Abstract
Manuscript Type: Empirical Research Question/Issue: Institutional
and transaction cost theories highlight the idea that group-affiliated
firms outperform unaffiliated firms in emerging economies. However,
the persistence of superior performance among group-affiliated firms
could be challenged by the recent, quick development of markets and
institutions in these countries. This article explores the link between
firm performance and the evolution of the institutional environment.

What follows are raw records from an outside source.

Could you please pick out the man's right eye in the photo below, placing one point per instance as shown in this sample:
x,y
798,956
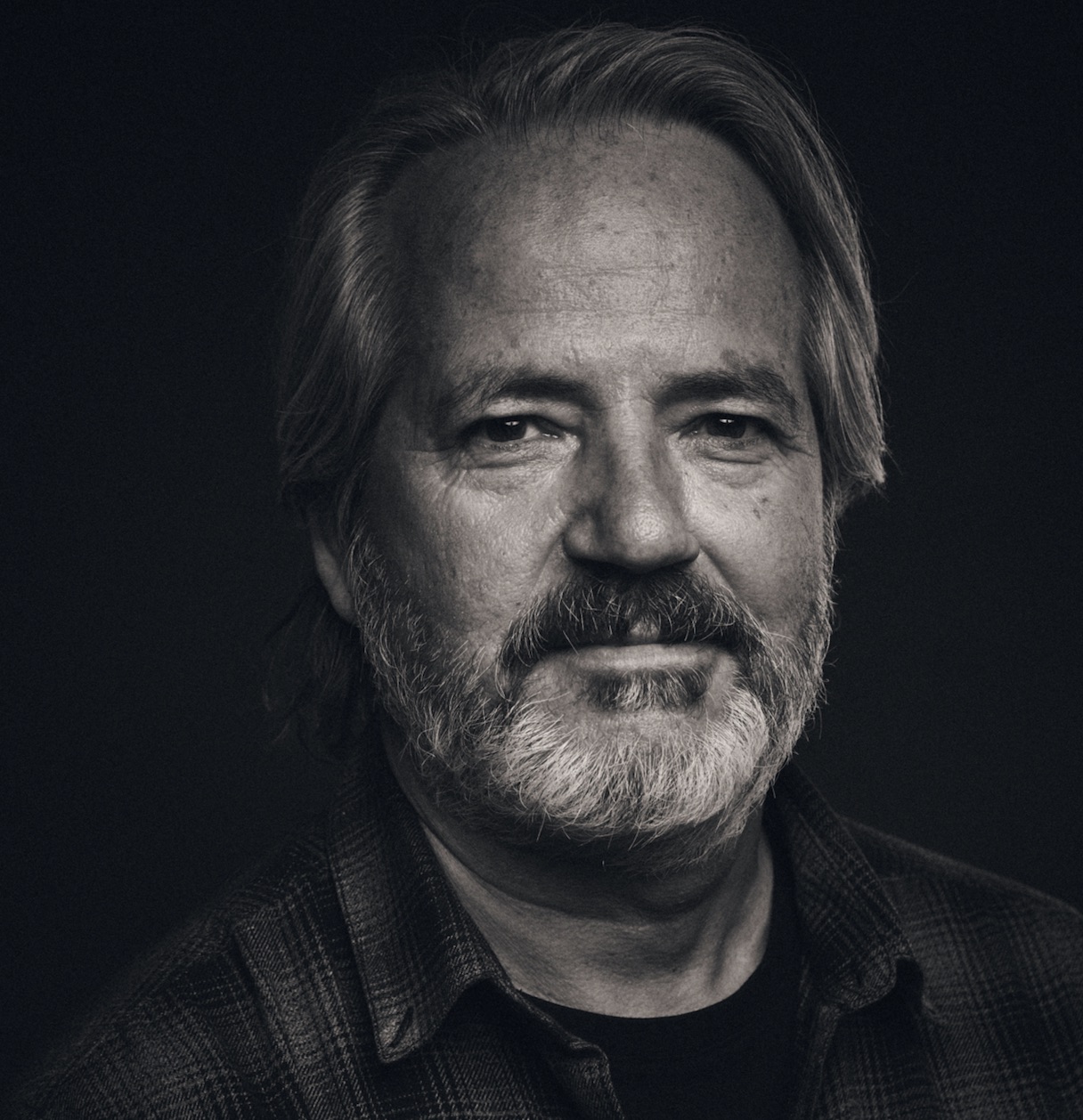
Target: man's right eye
x,y
504,429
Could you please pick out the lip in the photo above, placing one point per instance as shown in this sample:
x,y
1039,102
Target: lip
x,y
644,653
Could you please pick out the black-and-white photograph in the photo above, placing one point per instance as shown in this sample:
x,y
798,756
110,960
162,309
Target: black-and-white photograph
x,y
542,561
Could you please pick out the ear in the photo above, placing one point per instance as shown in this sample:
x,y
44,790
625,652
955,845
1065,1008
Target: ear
x,y
330,574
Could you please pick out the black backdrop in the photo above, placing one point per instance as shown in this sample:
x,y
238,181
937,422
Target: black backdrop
x,y
160,153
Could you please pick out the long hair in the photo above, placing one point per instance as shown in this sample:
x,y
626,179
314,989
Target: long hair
x,y
343,339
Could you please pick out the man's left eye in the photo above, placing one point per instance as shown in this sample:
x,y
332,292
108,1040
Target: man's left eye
x,y
729,426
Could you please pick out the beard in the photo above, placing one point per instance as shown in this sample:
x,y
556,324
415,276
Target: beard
x,y
660,780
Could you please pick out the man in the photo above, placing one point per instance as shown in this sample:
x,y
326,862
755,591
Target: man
x,y
578,381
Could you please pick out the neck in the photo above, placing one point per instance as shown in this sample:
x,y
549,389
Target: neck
x,y
612,942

Research Findings/Insights: We analyze how business group affiliation
affected firm performance in India in the post-reform era, i.e.,
from 1990 to 2006. Our findings show that: (1) the performance benefits
of group affiliation are evident in the early phase of institutional
transition, but level out in the late phase; (2) older group-affiliated
firms are better able to cope with institutional transition than
younger group-affiliated firms; and (3) group-affiliated service
firms are better able to cope with institutional transition than
group-affiliated manufacturing firms. Theoretical/Academic Implications:
Our findings support institutional and transaction cost theories,
as they show that: (1) when labor, capital, and products markets
are characterized by large imperfections and weak supporting institutions
business groups outperform independent companies; (2) when markets
become more efficient and institutions grow stronger group-affiliated
firms fail to show continued superior performance; and (3) heterogeneity
among member firms may influence the appropriation of the benefits
arising from group affiliation. These findings expand the traditional
understanding of the relationship between firm performance and the
institutional context in emerging economies, and provide further
support for the idea that the relative performance of group-affiliated
firms is contingent upon the characteristics of the institutional
context and their particular features. Practitioner/Policy Implications:
The article has implications for managers and policy makers. Managers
of business groups should adapt the timing of strategies to the evolution
of the institutional environment. Policy makers should focus on the
consequences of their policies, as they may undermine the efficiency
of large national companies. © 2009 Blackwell Publishing Ltd.